30. A method for modifying a target nucleic acid sequence, comprising contacting the target nucleic acid sequence with a modified nuclease system according to any one of claims 1 to 29.
31. The method according to claim 30, wherein modifying the target nucleic acid sequence includes binding, nicking, or cleaving the target nucleic acid sequence.
32. The method according to any one of claims 30 to 31, wherein the target nucleic acid sequence includes genomic DNA, viral DNA, viral RNA, or bacterial DNA.
33. The method according to any one of claims 30 to 32, wherein the modification is in vitro.
34. The method according to any one of claims 30 to 32, wherein the modification is in vivo.
35. The method according to any one of claims 30 to 32, wherein the modification is exvivo.

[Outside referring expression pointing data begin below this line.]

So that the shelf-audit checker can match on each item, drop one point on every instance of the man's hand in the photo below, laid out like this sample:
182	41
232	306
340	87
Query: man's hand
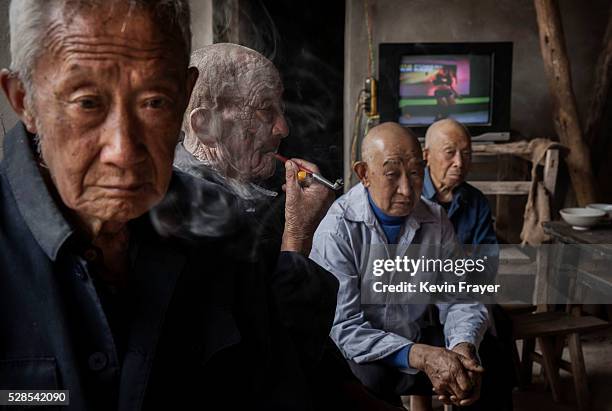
469	351
451	373
305	207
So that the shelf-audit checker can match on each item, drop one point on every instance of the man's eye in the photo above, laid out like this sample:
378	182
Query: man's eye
156	103
265	114
88	103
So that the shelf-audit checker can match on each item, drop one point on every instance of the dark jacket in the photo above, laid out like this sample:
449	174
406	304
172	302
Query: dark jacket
194	329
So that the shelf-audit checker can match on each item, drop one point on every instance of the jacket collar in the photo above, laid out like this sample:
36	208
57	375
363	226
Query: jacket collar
358	209
459	193
34	200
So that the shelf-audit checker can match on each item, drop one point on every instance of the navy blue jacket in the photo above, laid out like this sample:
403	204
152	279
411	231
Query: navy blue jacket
469	212
199	331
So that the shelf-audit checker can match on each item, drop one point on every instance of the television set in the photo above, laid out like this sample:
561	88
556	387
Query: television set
420	83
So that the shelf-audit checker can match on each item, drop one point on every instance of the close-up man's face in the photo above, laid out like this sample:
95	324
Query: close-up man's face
109	95
252	142
449	157
395	175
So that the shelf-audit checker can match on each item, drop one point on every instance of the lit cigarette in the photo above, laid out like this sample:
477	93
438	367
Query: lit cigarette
304	172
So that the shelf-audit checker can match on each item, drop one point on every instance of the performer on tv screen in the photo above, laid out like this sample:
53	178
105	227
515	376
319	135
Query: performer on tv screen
445	93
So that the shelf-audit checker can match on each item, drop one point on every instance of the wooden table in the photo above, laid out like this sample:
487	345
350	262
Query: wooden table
589	253
570	268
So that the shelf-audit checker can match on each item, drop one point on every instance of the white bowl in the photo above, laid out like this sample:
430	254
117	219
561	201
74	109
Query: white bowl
603	207
582	218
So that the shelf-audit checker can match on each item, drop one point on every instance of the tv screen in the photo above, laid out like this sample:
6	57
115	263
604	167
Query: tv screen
436	87
420	83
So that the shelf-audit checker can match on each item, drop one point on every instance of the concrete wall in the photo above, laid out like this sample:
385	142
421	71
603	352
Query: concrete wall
201	16
479	20
7	117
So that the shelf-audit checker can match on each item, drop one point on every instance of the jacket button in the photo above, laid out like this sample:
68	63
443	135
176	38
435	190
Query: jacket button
97	361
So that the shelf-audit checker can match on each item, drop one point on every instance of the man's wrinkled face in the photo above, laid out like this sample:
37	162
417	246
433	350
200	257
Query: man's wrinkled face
110	92
449	157
253	140
395	175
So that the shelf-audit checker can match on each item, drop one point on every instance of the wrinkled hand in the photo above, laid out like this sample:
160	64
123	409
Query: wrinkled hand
305	207
452	374
469	351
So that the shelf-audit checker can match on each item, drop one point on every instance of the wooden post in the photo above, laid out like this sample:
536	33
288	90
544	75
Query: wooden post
601	88
226	18
565	116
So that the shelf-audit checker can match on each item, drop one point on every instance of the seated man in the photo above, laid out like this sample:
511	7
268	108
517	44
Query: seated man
388	346
93	299
232	127
448	154
448	157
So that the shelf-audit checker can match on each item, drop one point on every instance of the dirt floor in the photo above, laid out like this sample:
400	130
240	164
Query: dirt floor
597	348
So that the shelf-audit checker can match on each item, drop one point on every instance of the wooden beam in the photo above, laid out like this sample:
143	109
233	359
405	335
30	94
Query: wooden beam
601	87
503	187
565	114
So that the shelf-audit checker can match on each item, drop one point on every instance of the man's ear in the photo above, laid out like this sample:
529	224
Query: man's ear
361	169
15	93
192	77
200	120
426	156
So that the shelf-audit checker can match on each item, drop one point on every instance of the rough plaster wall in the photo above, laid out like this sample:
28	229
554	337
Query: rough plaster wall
479	20
6	113
202	35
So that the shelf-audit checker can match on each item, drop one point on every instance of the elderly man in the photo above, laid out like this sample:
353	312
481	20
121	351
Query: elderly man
233	125
94	301
448	154
394	348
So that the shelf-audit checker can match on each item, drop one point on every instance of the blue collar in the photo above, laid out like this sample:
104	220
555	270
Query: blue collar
34	199
384	219
429	189
429	192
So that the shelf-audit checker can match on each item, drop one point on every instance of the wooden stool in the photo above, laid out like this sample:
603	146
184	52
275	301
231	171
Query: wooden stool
550	329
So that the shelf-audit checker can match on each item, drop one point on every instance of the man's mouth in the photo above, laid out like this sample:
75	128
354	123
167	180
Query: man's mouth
123	189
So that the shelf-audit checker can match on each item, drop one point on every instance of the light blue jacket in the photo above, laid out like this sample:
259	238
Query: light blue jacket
343	244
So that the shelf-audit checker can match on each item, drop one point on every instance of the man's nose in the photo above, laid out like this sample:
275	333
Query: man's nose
404	188
280	127
458	159
122	144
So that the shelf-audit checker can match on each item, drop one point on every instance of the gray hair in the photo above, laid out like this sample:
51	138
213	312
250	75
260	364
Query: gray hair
445	123
223	68
28	20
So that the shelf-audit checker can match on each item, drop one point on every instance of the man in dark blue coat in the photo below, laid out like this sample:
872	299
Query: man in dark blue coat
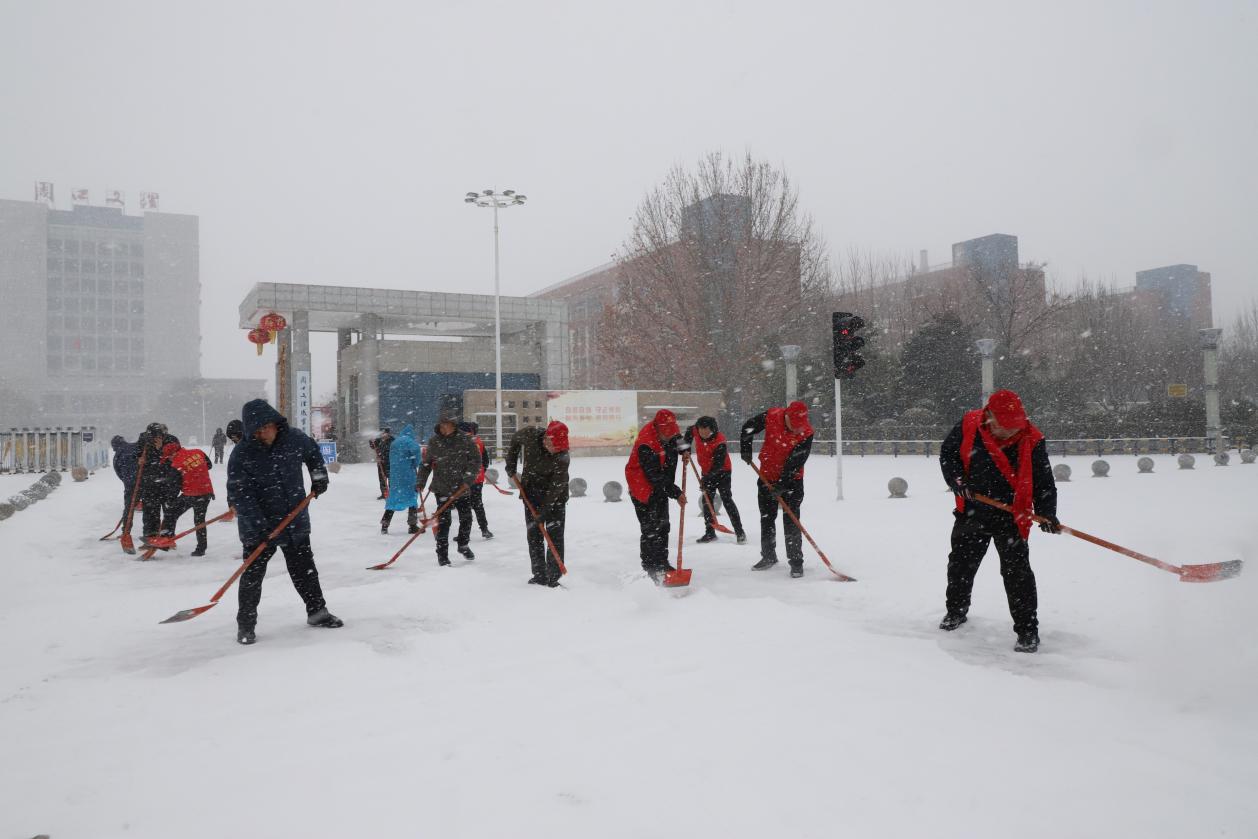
264	484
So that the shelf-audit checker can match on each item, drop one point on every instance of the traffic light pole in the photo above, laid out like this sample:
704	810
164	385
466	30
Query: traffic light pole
838	438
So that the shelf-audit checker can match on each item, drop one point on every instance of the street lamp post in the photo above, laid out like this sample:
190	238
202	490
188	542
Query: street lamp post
496	200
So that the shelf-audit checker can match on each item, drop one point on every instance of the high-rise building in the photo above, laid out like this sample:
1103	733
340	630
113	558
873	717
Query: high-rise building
100	317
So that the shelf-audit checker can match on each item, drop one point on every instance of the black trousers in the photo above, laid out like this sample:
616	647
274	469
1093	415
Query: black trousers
463	503
715	483
653	521
477	491
969	546
793	493
199	505
301	567
411	517
540	556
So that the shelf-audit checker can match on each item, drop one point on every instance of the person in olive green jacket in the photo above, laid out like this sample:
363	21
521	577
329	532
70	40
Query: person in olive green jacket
453	461
545	484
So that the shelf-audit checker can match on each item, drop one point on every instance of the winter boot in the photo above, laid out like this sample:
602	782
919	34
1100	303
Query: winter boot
1027	642
325	618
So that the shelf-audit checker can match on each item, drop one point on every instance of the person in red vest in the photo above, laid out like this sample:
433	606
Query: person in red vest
652	478
996	452
196	491
713	455
788	443
473	429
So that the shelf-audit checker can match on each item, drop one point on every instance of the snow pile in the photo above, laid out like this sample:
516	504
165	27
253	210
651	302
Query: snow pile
462	702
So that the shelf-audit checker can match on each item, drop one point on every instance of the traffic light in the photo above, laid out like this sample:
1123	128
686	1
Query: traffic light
847	360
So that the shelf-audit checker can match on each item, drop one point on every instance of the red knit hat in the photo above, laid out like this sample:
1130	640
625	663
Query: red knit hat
1008	409
557	434
666	424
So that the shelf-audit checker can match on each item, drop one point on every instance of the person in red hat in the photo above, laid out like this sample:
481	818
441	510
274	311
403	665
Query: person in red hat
545	484
788	443
652	478
996	452
196	488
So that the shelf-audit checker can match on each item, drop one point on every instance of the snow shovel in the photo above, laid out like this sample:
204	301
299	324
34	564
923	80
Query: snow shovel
188	614
1208	572
716	522
682	575
537	520
786	510
164	542
423	526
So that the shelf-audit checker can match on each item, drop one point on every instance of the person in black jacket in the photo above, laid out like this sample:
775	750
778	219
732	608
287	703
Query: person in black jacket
996	452
264	486
713	455
545	486
160	482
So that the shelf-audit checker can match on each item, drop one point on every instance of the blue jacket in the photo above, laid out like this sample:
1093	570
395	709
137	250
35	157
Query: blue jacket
266	482
403	467
126	461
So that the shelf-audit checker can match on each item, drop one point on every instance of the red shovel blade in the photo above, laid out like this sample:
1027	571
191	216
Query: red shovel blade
188	614
1212	571
676	579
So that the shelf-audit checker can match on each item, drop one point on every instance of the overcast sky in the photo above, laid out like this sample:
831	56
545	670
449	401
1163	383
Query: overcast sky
332	142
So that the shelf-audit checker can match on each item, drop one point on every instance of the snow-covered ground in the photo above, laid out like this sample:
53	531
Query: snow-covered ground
461	702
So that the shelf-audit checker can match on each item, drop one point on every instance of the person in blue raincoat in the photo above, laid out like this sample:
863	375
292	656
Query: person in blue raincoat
403	467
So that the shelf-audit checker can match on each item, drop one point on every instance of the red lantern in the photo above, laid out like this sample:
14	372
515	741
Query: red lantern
259	337
272	322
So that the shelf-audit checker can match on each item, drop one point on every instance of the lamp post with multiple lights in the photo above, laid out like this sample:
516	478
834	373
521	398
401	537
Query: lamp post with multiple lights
496	200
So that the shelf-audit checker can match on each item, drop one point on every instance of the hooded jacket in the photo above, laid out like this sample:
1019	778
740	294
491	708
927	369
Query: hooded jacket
544	474
403	459
266	482
452	461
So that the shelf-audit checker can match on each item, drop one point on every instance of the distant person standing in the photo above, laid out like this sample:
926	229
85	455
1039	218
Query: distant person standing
264	486
473	430
218	443
403	469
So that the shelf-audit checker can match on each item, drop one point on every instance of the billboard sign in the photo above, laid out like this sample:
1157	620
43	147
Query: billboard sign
595	418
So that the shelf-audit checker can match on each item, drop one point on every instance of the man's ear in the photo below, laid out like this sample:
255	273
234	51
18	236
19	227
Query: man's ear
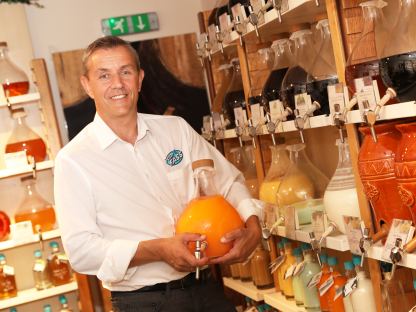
86	85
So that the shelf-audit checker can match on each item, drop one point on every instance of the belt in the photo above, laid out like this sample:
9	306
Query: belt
185	282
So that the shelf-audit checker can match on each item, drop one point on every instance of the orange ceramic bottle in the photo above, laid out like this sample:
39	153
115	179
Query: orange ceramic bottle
209	213
335	294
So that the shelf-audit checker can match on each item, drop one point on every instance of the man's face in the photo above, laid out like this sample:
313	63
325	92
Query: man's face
114	82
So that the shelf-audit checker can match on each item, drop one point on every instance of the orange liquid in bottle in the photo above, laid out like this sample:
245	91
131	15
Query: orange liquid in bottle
60	272
35	148
16	88
45	217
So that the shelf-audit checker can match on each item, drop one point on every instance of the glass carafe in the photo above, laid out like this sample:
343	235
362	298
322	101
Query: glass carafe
363	61
58	266
25	139
35	208
342	189
12	78
323	71
234	96
225	71
277	170
303	185
398	62
206	212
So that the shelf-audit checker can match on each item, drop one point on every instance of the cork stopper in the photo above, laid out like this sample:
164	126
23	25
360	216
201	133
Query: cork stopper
202	163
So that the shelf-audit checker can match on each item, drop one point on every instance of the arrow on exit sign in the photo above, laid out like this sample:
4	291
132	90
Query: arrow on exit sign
125	25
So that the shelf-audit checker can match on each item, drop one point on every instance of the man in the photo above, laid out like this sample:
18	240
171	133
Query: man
117	196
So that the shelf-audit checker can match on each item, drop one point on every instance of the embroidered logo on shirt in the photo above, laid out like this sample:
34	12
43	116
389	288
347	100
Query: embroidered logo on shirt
174	158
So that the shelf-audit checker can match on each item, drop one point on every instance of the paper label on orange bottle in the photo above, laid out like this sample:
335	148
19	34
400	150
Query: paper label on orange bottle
326	286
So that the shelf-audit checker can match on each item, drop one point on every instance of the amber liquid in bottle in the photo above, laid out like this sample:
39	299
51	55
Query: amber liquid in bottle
35	148
16	88
45	217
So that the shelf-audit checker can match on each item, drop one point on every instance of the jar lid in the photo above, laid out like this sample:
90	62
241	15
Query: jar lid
202	163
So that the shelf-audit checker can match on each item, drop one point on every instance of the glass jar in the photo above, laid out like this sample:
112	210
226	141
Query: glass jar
341	188
234	96
35	208
25	139
205	213
398	62
12	78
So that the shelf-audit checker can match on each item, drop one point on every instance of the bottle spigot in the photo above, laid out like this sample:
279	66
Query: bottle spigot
220	38
253	19
252	131
277	5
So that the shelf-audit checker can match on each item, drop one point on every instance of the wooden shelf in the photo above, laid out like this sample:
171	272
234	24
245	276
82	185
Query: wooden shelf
10	172
20	99
247	289
278	301
9	244
30	295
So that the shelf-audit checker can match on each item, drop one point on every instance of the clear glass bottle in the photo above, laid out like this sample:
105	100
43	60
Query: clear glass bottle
205	213
12	78
234	96
311	296
23	138
302	184
64	304
398	62
35	208
41	272
341	188
8	287
58	266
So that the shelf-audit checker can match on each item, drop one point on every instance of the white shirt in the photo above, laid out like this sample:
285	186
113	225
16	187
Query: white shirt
110	195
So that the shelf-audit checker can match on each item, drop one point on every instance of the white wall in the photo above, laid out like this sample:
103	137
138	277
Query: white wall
68	25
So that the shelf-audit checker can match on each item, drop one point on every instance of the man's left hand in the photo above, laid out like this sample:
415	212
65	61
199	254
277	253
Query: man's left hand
245	241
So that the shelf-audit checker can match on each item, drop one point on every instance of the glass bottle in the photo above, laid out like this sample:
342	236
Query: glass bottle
40	272
234	96
335	297
311	296
362	297
296	281
398	62
58	266
23	138
349	273
341	188
225	71
303	185
363	61
205	213
323	72
289	261
8	287
12	78
64	304
260	262
35	208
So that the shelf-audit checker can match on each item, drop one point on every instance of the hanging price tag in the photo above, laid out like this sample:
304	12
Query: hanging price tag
326	286
350	286
315	280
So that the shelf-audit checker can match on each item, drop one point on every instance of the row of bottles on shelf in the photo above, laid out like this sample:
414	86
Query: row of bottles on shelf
33	208
48	308
54	271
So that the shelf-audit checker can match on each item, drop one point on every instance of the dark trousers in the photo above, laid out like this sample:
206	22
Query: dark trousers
195	296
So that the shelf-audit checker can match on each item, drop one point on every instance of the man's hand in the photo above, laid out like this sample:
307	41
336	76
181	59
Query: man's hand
174	251
245	241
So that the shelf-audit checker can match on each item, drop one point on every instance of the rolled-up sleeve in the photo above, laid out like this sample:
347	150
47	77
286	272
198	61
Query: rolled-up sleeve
88	251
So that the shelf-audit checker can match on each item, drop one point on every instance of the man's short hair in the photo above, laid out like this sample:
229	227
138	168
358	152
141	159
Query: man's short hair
107	42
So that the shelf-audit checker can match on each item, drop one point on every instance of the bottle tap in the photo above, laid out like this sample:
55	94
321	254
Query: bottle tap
253	19
220	38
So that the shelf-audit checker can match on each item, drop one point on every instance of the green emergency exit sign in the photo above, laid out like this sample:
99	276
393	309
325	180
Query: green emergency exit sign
130	24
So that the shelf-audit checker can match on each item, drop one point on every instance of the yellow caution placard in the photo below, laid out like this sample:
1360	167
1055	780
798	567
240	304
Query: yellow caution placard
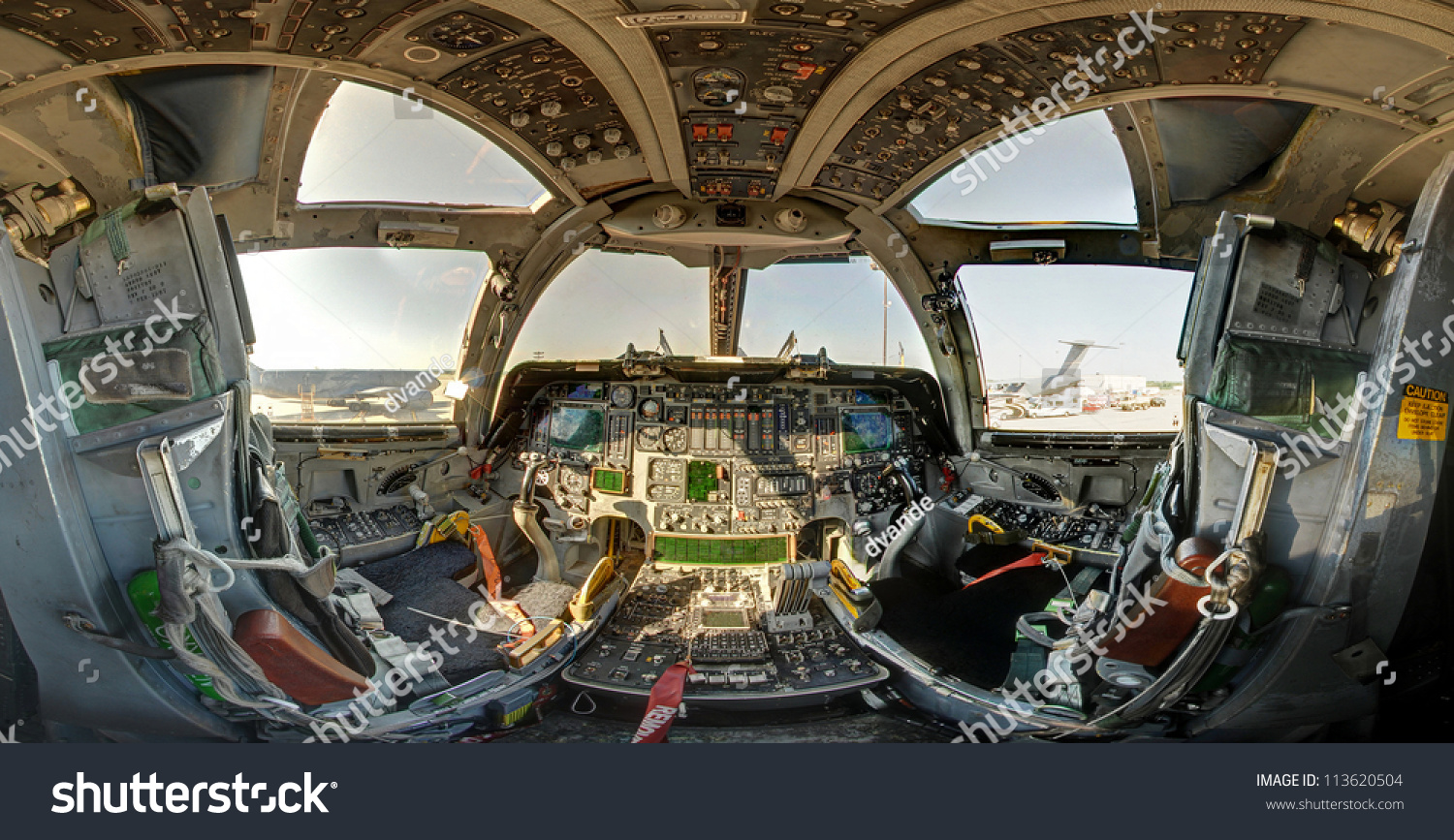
1424	413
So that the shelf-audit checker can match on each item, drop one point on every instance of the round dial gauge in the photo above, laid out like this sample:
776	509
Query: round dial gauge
622	395
718	86
464	35
648	438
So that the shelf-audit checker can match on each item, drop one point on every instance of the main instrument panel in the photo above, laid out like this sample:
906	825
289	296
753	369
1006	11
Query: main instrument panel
755	633
723	461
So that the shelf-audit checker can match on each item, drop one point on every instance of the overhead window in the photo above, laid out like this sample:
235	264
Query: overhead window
358	334
374	145
1072	171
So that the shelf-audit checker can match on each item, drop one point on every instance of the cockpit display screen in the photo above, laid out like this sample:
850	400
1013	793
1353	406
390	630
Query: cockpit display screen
867	432
579	427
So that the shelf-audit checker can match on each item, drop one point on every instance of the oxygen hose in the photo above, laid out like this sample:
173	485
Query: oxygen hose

36. A method for modifying a target nucleic acid sequence in a mammalian cell, comprising contacting the mammalian cell with a modified nuclease system according to any one of claims 1 to 29.
37. The method according to claim 36, further comprising selecting cells containing the above-mentioned modifications.
38. A cell comprising the modified nuclease system described in any one of claims 1 to 29.
39. The cell according to claim 38, wherein the cell is a eukaryotic cell.
40. The cell according to claim 38, wherein the cell is a mammalian cell.
41. The cell according to claim 38, wherein the cell is an immortalized cell.
42. The cell according to claim 38, wherein the cell is an insect cell.
43. The cell according to claim 38, wherein the cell is a yeast cell.
44. The cell according to claim 38, wherein the cell is a plant cell.
45. The cell according to claim 38, wherein the cell is a fungal cell.
46. The cell according to claim 38, wherein the cell is a prokaryotic cell.
47. The cell according to claim 38, wherein the cell is A549, HEK-293, HEK-293T, BHK, CHO, HeLa, MRC5, Sf9, Cos-1, Cos-7, Vero, BSC 1, BSC 40, BMT 10, WI38, HeLa, Saos, C2C12, L cell, HT1080, HepG2, Huh7, K562, primary cell, or a derivative thereof.
48. The cell according to claim 38, wherein the cell is a modified cell.
49. The cell according to claim 38, wherein the cell is a stable cell.